Spain: Britain's Gibraltar stance "contravenes" U.N. resolutions

British Prime Minister David Cameron's persistent refusal to hold direct talks with Spain on the question of sovereignty over Gibraltar "clearly contravenes" the relevant U.N. resolutions, the Spanish foreign minister said.

Jose Manuel Garcia-Margallo criticized London's position during an appearance before the Senate.

Britain will not discuss ceding sovereignty to Spain without the consent of the residents of the Rock, Cameron said Tuesday in a message to mark Gibraltar's national day.

Madrid, however, says sovereignty is a matter exclusively for the Spanish and British governments, and points to a series of U.N. resolutions dating back to 1965 that say likewise.


Brazilians back hiring of Cuban doctors

Nearly 74 percent of Brazilians support President Dilma Rousseff's decision to recruit physicians from Cuba and other foreign nations to bolster this country's struggling public health system, a poll shows.

The survey, commissioned by the National Transport Confederation, an industry group, also found more than 49 percent of respondents are confident the hiring of doctors from abroad "will aid greatly" in improving healthcare in Brazil.

More than 40 percent of respondents described the quality of care currently provided by the Brazilian public health system as "terrible" or "bad." Polling firm MDA talked to 2,002 registered voters in 21 of Brazil's 27 states during the period Aug. 31-Sept. 4.


Messi knew nothing about tax dodge, dad tells Spanish judge

The father of Argentine soccer icon Lionel Messi said in a letter to the Spanish court hearing a tax fraud case against the FC Barcelona forward that his son had no part in any scheme to hide income.
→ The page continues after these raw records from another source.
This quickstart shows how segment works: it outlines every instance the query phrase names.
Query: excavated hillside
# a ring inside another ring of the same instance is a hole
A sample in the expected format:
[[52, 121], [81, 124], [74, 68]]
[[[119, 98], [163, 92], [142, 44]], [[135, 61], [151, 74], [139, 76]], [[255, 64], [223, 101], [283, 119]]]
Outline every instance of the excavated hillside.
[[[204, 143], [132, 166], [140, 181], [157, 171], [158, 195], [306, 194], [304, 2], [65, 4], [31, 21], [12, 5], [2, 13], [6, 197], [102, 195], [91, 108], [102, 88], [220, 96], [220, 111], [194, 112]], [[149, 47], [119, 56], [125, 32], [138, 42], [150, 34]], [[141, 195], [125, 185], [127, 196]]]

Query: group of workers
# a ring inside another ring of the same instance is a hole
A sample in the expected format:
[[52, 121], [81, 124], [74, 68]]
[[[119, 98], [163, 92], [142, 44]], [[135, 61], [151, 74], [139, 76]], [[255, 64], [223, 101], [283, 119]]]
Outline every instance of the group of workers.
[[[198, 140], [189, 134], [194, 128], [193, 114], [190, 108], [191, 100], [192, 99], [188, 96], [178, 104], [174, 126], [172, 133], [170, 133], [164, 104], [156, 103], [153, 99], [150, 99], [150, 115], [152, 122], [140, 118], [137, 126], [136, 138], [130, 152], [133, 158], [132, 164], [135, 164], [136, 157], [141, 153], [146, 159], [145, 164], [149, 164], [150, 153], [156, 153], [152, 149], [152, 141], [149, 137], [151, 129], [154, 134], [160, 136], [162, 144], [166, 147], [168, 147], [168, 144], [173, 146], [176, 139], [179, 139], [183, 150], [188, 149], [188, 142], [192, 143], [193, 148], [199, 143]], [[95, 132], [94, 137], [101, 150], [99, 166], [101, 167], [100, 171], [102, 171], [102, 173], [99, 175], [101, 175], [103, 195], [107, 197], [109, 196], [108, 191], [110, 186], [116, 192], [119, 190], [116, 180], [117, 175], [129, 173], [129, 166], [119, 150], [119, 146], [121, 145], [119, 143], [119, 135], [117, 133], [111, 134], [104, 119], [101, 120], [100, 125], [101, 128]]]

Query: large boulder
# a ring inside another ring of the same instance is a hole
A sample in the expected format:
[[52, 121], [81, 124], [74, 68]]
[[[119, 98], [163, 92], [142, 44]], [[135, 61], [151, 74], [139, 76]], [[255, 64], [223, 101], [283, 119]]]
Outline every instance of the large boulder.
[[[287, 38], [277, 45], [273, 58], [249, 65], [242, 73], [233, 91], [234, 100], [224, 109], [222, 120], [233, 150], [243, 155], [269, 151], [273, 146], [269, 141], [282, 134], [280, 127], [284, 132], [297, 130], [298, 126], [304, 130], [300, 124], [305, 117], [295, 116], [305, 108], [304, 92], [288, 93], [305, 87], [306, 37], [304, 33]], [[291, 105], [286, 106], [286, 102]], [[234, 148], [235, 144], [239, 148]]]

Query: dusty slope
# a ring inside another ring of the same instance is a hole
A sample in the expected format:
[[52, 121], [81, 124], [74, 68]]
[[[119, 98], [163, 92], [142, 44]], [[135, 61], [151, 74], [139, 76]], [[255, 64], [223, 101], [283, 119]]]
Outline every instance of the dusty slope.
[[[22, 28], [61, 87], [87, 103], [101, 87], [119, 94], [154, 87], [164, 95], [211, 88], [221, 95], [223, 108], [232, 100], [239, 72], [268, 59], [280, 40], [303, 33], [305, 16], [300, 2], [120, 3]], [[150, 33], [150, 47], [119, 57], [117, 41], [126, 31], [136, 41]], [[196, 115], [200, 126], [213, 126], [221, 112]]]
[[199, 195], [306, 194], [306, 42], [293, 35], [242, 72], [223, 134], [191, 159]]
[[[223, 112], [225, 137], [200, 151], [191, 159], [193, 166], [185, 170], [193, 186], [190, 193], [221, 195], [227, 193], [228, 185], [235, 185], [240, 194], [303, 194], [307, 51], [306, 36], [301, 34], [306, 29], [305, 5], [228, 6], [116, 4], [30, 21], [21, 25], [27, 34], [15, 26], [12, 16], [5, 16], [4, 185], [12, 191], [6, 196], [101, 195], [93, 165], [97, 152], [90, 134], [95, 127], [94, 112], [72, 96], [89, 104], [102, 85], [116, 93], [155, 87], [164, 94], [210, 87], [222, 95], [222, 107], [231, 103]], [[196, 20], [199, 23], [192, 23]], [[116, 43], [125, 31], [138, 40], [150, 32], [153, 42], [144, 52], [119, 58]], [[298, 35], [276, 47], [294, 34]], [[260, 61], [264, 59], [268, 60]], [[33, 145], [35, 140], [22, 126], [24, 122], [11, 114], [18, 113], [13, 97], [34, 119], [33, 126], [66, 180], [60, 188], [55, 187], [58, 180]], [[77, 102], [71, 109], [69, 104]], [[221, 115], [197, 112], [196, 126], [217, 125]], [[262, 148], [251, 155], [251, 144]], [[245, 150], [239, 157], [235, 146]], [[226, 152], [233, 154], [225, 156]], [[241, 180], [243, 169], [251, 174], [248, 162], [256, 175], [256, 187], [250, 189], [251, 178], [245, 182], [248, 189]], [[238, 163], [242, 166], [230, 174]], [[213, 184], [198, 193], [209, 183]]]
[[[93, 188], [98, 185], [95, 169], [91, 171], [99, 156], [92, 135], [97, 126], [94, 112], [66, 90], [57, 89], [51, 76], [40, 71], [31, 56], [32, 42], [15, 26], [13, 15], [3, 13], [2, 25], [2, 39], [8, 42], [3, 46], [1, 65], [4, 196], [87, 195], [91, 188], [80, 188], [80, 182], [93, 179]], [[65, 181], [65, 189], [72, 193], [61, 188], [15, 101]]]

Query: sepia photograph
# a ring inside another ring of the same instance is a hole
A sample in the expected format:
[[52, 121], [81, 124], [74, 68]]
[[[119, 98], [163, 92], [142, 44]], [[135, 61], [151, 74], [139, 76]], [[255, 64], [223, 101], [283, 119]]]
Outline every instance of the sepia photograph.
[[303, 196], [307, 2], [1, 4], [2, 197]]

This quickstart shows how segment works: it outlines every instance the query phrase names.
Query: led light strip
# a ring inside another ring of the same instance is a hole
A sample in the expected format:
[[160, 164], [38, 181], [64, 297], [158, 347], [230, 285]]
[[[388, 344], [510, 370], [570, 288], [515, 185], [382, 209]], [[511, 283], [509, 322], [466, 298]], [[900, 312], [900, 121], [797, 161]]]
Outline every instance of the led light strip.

The striker "has always dedicated himself solely to playing soccer," Jorge Horacio Messi, who is also his son's agent, said in the letter.

Lionel Messi and his father paid 5 million euros ($6.6 million) to the Spanish treasury authorities for income from endorsements that the four-time world player of the year allegedly failed to report on his 2007, 2008 and 2009 tax returns, the superior court for the Catalonia region said last Wednesday.


WWF criticizes U.S. and Canada on monarch protection efforts

The governments of the United States and Canada are not doing enough to protect monarch butterflies, which begin their 5,000-kilometer (3,100-mile) journey to Mexico's forests in the two North American countries, the World Wildlife Fund said.

"The three countries are responsible for the monarch butterfly," WWF Mexico director Omar Vidal told Efe following a press conference held to discuss the situation of the butterflies.

The Monarch Butterfly Biosphere Reserve, which is located in the eastern part of Michoacan state and the western part of Mexico state, lost 2,179 hectares (5,380 acres) of forest in a decade due mainly to illegal logging, Vidal said.

Mexico, Canada and the United States must work to protect the forests used by the butterflies, the WWF official said.